Hello Richard, only just read this post. I might be wrong but is the 4hp Mercury the same engine as the Mariner and Yamaha. There are often Mariner engines on ebay, often dismantled too, and lots of old Yamaha engines. If so you should be able t get hold of a knackered one. It seems likely that the shaft would outlive the powerhead. The spare parts seem to be extortionate considering that this is one of the most mass produced engines of all time and is widely used all over the world. Paul
Clint, there is loads of information about this on the internet, western towing have a good site. But it depends mostly on the suspension units fitted to your trailer. The rating should be stated on the chassis plate near the towing hitch. These units can be replaced with upgraded ones to provide a better ride. If this is done you should make sure the chassis plate is modified accordingly, which I suppose means it is better to have it done by a garage, although it would be a relatively easy DIY job (with the usual caveats). You can get your trailer weighed at a public weighbridge, but you may also find one at a quarry or local aggregates dealer.
Weighing in a bit late on this one. According to previous owner, Partan and trailer complete weigh around 1100kg. Trailer has been uprated to 1300kg and car can tow in excess of this, so plenty of margin for safety. Tows beautifully without any drama at all. You certainly don't want an unbraked trailer. I believe nose weight is an important factor, therefore weight distribution within the boat.
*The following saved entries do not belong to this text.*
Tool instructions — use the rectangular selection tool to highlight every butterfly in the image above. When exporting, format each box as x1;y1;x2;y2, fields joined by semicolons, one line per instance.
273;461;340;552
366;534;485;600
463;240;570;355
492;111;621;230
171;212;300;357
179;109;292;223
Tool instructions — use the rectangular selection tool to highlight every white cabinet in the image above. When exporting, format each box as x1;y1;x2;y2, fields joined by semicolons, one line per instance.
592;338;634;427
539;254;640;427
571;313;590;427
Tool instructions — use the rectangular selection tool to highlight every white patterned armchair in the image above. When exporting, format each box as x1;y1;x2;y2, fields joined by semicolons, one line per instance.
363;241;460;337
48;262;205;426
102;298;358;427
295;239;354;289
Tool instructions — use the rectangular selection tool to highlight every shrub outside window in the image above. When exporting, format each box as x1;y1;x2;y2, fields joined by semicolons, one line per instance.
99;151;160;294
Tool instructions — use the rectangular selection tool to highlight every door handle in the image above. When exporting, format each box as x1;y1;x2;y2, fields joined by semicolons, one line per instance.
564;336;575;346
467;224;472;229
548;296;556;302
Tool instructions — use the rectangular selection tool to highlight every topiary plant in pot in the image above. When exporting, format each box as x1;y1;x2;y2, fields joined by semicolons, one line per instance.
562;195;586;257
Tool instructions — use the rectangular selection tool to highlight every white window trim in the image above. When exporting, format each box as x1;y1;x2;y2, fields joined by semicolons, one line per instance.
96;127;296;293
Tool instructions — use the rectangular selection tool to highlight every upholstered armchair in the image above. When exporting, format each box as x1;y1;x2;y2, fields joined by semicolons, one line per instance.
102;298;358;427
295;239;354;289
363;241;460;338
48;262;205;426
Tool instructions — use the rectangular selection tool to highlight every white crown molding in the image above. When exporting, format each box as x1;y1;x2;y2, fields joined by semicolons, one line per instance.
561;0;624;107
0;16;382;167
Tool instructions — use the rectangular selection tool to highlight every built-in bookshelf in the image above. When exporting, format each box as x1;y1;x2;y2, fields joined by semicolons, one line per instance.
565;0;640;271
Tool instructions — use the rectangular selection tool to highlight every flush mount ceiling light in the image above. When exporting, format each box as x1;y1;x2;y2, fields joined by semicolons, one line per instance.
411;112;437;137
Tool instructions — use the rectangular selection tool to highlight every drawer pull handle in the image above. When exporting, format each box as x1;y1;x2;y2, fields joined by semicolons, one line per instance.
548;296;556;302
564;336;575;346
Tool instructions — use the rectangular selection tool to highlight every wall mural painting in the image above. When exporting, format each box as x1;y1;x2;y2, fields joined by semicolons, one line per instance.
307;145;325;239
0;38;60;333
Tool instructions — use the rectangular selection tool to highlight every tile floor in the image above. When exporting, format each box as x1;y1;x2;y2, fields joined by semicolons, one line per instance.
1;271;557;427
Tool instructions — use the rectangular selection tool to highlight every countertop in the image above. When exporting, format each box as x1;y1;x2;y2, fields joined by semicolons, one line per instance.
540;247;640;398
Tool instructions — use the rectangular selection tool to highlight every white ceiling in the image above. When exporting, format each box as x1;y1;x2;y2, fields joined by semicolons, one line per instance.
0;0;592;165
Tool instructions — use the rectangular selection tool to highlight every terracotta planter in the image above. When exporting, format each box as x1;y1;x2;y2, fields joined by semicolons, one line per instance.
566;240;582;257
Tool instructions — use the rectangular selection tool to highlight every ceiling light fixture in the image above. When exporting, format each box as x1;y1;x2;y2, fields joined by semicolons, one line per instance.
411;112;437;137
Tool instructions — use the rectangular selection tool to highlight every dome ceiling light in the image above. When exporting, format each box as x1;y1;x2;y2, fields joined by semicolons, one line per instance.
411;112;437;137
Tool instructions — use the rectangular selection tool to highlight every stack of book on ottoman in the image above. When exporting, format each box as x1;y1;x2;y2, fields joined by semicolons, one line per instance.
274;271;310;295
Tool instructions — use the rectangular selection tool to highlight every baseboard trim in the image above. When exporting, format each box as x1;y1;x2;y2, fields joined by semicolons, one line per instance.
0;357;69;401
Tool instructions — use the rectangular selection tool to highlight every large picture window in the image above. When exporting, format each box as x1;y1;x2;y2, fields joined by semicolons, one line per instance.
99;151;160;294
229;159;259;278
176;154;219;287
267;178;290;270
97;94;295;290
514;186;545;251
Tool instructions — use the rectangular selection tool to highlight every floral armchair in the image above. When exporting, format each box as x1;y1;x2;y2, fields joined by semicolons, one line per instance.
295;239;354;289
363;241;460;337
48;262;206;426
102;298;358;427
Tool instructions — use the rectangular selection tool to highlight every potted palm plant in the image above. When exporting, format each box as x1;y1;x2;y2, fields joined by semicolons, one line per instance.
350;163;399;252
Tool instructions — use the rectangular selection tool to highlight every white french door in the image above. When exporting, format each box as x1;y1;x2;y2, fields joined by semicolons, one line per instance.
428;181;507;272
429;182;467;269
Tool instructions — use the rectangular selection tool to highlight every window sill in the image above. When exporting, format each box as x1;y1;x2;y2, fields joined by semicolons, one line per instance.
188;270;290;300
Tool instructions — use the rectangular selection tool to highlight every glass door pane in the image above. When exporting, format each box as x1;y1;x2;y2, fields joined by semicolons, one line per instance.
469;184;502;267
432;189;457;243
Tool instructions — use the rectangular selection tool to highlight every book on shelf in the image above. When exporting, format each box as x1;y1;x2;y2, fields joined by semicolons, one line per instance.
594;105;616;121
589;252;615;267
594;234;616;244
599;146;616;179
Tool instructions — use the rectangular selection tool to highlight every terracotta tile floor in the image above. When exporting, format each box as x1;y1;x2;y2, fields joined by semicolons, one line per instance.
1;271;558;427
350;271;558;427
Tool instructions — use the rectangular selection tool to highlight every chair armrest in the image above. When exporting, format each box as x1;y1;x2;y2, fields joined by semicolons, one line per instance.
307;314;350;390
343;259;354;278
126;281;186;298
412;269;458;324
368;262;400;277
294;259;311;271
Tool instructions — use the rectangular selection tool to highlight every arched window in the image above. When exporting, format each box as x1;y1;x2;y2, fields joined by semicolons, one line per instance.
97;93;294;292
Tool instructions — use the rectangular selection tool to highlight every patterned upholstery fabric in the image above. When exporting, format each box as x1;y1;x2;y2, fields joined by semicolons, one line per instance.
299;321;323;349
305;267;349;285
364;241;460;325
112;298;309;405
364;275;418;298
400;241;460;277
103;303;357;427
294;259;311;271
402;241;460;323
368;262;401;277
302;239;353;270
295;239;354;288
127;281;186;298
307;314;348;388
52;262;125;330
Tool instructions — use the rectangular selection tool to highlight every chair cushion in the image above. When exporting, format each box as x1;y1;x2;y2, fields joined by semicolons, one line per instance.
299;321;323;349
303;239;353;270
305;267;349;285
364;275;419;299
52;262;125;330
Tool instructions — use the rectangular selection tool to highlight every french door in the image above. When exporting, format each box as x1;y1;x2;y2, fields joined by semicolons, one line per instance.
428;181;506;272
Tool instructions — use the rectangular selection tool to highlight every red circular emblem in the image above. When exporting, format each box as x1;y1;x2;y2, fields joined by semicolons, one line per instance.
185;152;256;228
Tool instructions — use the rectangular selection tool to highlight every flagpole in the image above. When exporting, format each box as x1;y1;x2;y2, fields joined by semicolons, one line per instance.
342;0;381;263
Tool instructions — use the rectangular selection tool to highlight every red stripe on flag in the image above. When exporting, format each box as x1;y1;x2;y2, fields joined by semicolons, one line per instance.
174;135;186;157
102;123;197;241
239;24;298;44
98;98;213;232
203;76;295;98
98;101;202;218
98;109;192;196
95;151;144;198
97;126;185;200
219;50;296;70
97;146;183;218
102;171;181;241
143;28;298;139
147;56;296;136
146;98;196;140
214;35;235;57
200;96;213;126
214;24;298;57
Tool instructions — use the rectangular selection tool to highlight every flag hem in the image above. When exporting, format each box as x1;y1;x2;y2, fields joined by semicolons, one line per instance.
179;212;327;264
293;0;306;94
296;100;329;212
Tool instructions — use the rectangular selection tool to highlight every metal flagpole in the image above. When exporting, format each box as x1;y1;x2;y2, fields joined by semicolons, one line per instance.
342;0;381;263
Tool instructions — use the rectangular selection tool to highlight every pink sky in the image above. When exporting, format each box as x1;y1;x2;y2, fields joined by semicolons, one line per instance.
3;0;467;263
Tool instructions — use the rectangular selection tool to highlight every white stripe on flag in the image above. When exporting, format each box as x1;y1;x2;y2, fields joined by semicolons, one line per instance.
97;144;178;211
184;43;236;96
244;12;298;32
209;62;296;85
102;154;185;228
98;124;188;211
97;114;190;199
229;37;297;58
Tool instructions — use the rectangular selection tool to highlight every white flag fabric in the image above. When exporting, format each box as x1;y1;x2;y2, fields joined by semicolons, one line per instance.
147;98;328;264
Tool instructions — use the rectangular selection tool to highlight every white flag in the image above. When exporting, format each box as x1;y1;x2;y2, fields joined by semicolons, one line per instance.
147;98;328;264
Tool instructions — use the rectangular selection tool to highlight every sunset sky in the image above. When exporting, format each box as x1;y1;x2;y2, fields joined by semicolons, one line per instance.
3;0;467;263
Thus, heavy things I keep in the bow for sailing, go in the cockpit for towing.
As a further answer to the original question, we have just completed an 11 day cruise on Partan. 2 adults and 1 child slept on board every night, and we're still talking. The availability of showers and cooked meals on the Broads certainly made life easier. The boom tent that came with the boat has sadly worn out so we made do with a £3.99 tarp from Proper Job and some bungees. If any one knows how to weld/glue cheap plastic tarps I reckon I could make a new fitted tent for about a fiver.
Thanks for all the replies. They have a 10mm nut on the back, very difficult to get to, but I've got thin arms. Originally glassed in but now with a large washer to hold them proud of the strengthening pad. I shall replace with a piece of stainless stock, drilled and tapped to take the machine screws and long enough to hold from inside the locker. This will make them more accessible and they will lock against each other, preventing them from spinning. This mod has already been carried out on the lower one.
Help anyone please! I am removing the rudder pintles to paint the hull and so that I can give them a good polish, but how are they secured? I assumed a captive nut on the back, but having loosened them, they didn't screw out any further. I tried to tighten them back up again, but they just spin. Can I get to the back of them, and what will I find if I do? There seems to be a very narrow space between the transom and the inside of the engine well, but I don't fancy my chances of getting in there.
Partan has a paddle wheel log mounted in the starboard aft locker. It is packed around with black mastic and does not leak. As far as I can tell there is no foam here as it appears to simply fit through the hull. When heeled over on starboard tack it lifts out of the water and is rendered useless.
In addition to all the good advice already profferred, I just wanted to add that it's a good idea to avoid using the handbrake while the trailer is parked for long periods as everything has a tendency to seize up in the on position. Much better to use wheel chocks and save the brakes for manoeuvring and towing. Are you anywhere near Somerset, I'd be glad to assist and get acquainted.
Thanks for the prompt responses, I think I may try the US option while I tap away making replacements by hand. A word of caution about using gasket compound on carburettors though; even the tiniest fragment of Hylomar detaching itself in the float chamber or elsewhere could block a jet and cause the engine to stop and not start again till stripped down and cleaned. I would stick to gaskets lightly smeared with grease, which is why I want new ones which can still be compressed to make a good seal. If you have defects big enough to require a gap filling compound then your carb is probably junk anyway.
It would be interesting to find out if the same carb is used on any other engines like lawn mowers or generators, which might provide an alternative source of parts. The Lister/Petter diesel in my mate's boat is the same as used on truck refrigeration units and you can order parts direct from the manufacturer. By the way, a full engine service for a new Beta diesel in a 40 footer cost less than the quoted £85.
From the forum it would seem that many owners have replaced the original engine. Partan still has her original Mariner 4 (2 stroke) which is in very good condition, however, I would like to service the carburettor by replacing the gaskets. The best quote I have obtained was £85!!! for a few flimsy bits of paper. Given that this is one of the most mass produced engines of its type in the world I can't help thinking there should be a better deal than that somewhere. I was bracing myself to pay a fiver for them. Does anyone know who can supply these for a sensible price? I will make them if I have to, but they are a bit fiddly.